The tech boss launched ... to kill mosquitoes

Researchers in Silicon Valley are deploying a large-scale mosquito killer program in Fresno County in California, USA by releasing about 80,000 "warrior mosquitoes" into the environment.

Mr. Jacob Crawford - senior scientist at Verily Life Sciences, a research company of Alphabet Corporation (Google's parent company) - shared the mosquito raised in Verily's automatic mosquito breeding system in the southern city of San Francisco and being infected with a common bacterium.

When male mosquitoes infected with Wolbachia are released naturally and mate with female mosquitoes, female mosquitoes cannot lay eggs anymore. So, all the mosquitoes as well as the diseases they mediate can be completely destroyed.

According to Bloomberg news agency, many other high-tech mosquito killing methods have been introduced. Among them, US billionaire Bill Gates pledged to spend more than $ 1 billion on technologies that could help clear malaria, including an attempt to transform the controversial mosquito genome. Meanwhile, Verily's approach is based on an "old-fashioned-earth" strategy that interferes with the fertility of mosquitoes.

Picture 1 of The tech boss launched ... to kill mosquitoes
A Verily employee is checking the mosquito larvae tray at the plant in California - USA.(Photo: BLOOMBERG).

At Verily's headquarters, the factory of "mosquito warriors" is automated. When mosquito eggs are laid, robots feed them to adulthood and then put them in containers filled with water and air, feed and keep warm. Some other robots have a duty to classify mosquitoes by gender. All selected mosquitoes will be digitally identified so that researchers follow from the egg state to specific GPS coordinates where they are released.

Every morning during the active season of mosquitoes (April to November), Verily's trucks ran along wooded areas in Fresno County to release mosquitoes. At predetermined locations, an automated algorithm will drop the number of carefully calculated mosquitoes into the environment. This year, Verily conducted the second mosquito release.
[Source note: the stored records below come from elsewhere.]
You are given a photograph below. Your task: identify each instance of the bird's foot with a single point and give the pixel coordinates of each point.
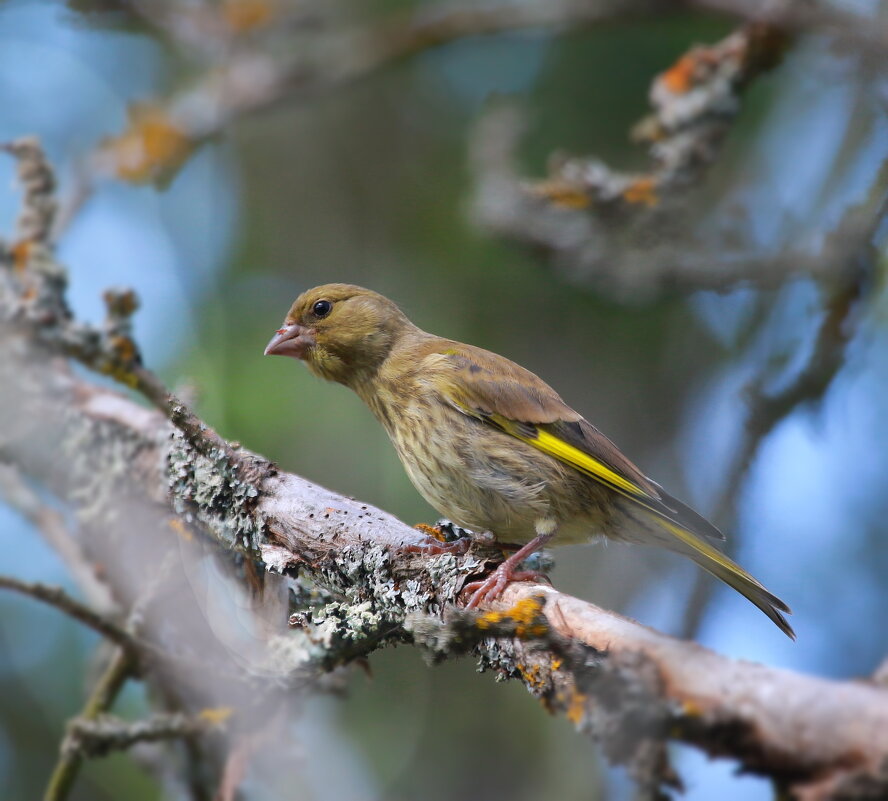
(494, 585)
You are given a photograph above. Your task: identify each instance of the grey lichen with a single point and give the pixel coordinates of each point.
(209, 490)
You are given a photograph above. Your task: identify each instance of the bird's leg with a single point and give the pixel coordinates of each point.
(492, 587)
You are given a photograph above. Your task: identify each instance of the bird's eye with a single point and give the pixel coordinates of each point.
(321, 308)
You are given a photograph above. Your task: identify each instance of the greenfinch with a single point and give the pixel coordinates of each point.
(490, 445)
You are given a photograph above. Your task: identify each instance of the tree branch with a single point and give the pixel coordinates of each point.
(57, 597)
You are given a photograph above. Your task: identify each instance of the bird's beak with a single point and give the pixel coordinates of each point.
(291, 340)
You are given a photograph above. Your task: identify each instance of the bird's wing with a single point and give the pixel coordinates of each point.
(502, 394)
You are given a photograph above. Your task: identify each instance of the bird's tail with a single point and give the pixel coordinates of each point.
(720, 566)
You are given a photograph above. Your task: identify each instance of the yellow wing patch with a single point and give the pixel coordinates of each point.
(567, 453)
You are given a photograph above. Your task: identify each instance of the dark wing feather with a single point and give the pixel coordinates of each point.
(505, 395)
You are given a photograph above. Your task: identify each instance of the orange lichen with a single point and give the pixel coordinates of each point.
(431, 531)
(561, 193)
(151, 147)
(534, 677)
(679, 78)
(576, 708)
(21, 254)
(216, 716)
(643, 191)
(241, 16)
(526, 615)
(180, 528)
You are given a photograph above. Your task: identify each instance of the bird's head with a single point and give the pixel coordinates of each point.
(342, 332)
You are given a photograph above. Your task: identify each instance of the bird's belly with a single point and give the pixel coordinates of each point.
(485, 480)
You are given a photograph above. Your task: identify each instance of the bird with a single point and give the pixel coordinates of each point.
(491, 446)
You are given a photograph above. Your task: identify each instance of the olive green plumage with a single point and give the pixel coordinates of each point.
(489, 444)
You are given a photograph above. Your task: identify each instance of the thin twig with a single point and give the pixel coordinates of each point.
(65, 773)
(58, 598)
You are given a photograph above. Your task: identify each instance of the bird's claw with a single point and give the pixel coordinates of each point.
(494, 585)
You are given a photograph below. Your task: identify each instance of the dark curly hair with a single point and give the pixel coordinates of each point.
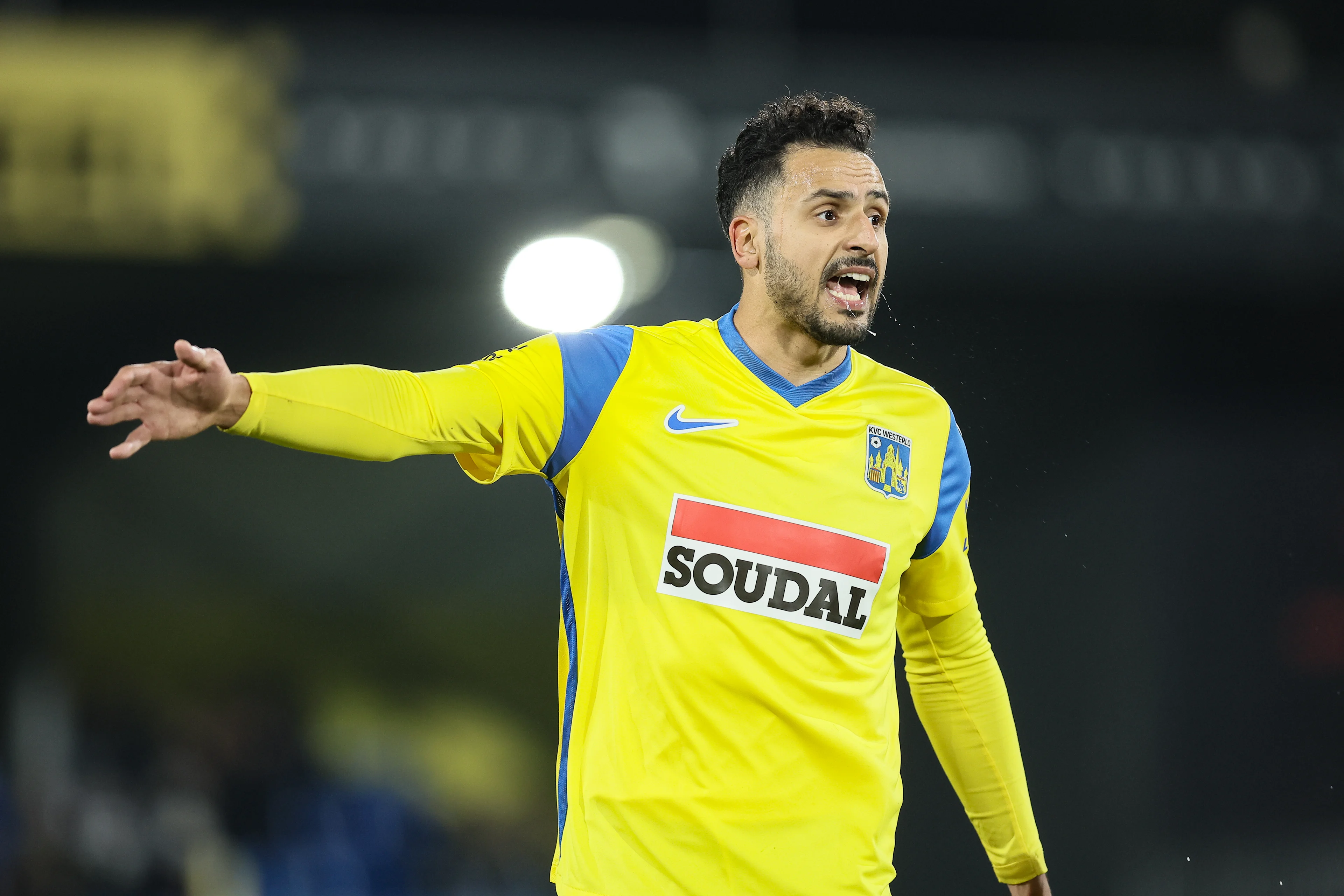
(756, 160)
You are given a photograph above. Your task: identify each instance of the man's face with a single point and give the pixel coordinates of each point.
(826, 249)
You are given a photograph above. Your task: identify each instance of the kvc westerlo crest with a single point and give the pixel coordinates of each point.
(888, 468)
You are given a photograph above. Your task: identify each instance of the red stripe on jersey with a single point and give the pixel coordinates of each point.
(779, 539)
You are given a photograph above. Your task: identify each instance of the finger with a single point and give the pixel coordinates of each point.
(139, 439)
(126, 378)
(191, 355)
(116, 414)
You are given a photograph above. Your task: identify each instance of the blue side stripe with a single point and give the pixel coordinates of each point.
(956, 480)
(592, 362)
(572, 686)
(795, 396)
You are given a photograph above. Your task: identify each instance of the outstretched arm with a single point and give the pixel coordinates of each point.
(171, 399)
(499, 415)
(963, 703)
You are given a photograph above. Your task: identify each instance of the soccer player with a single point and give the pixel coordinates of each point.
(752, 516)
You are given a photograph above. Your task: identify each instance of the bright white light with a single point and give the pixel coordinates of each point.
(564, 284)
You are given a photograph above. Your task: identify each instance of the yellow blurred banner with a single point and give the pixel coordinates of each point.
(154, 141)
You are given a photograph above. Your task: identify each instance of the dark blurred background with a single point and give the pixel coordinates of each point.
(1116, 249)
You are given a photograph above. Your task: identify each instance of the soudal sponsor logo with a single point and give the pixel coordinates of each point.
(771, 566)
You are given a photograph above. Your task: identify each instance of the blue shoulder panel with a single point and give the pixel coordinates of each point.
(956, 480)
(592, 360)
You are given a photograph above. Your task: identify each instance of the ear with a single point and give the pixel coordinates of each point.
(747, 240)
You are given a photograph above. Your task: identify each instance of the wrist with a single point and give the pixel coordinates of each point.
(236, 404)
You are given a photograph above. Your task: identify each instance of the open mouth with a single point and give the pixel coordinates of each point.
(850, 288)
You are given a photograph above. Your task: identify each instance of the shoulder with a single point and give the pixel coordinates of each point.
(888, 381)
(679, 332)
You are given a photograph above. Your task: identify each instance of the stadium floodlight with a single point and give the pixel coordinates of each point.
(564, 284)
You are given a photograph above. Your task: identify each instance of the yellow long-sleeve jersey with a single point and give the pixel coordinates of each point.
(740, 561)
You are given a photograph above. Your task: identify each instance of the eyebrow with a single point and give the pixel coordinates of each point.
(846, 194)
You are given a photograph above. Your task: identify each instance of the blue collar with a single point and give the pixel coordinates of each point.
(795, 396)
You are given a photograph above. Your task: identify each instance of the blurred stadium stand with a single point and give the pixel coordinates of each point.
(1117, 245)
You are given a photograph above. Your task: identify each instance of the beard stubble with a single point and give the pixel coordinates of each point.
(800, 301)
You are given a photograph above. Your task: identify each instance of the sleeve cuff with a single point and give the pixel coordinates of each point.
(248, 424)
(1022, 871)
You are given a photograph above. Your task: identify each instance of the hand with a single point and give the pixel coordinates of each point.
(171, 399)
(1035, 887)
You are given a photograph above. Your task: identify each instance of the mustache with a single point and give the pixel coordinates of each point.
(853, 261)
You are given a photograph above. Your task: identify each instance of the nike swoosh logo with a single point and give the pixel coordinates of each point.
(677, 424)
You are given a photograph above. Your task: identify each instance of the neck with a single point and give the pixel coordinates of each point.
(777, 342)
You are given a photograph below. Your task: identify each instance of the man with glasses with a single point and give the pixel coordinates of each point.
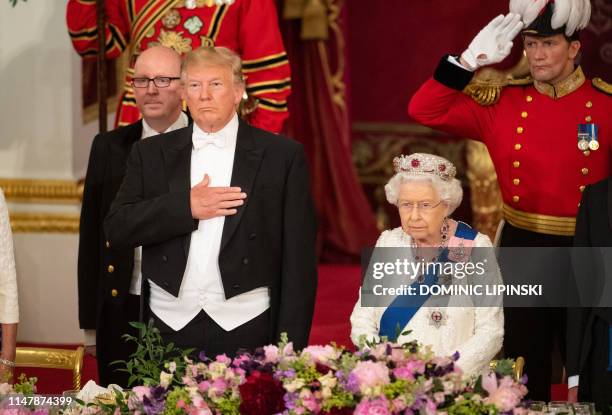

In just over 6 months, the company released more than 15 million mosquitoes. Results from 2017 show that the number of sucked mosquitoes has decreased by 2/3 and this year, this figure is 95%. Verily's second project in Innisfail - Australia ended in June also helped kill 80% of the mosquitoes.

It is not clear after this year's program ended, Verily will expand its operation next year or not because the cost of raising this mosquito is quite expensive. In addition, according to Bloomberg, it is unclear what the world will be like if mosquitoes become extinct. The ecological role of mosquitoes has not been fully studied, although some scientists think it is okay to not have them.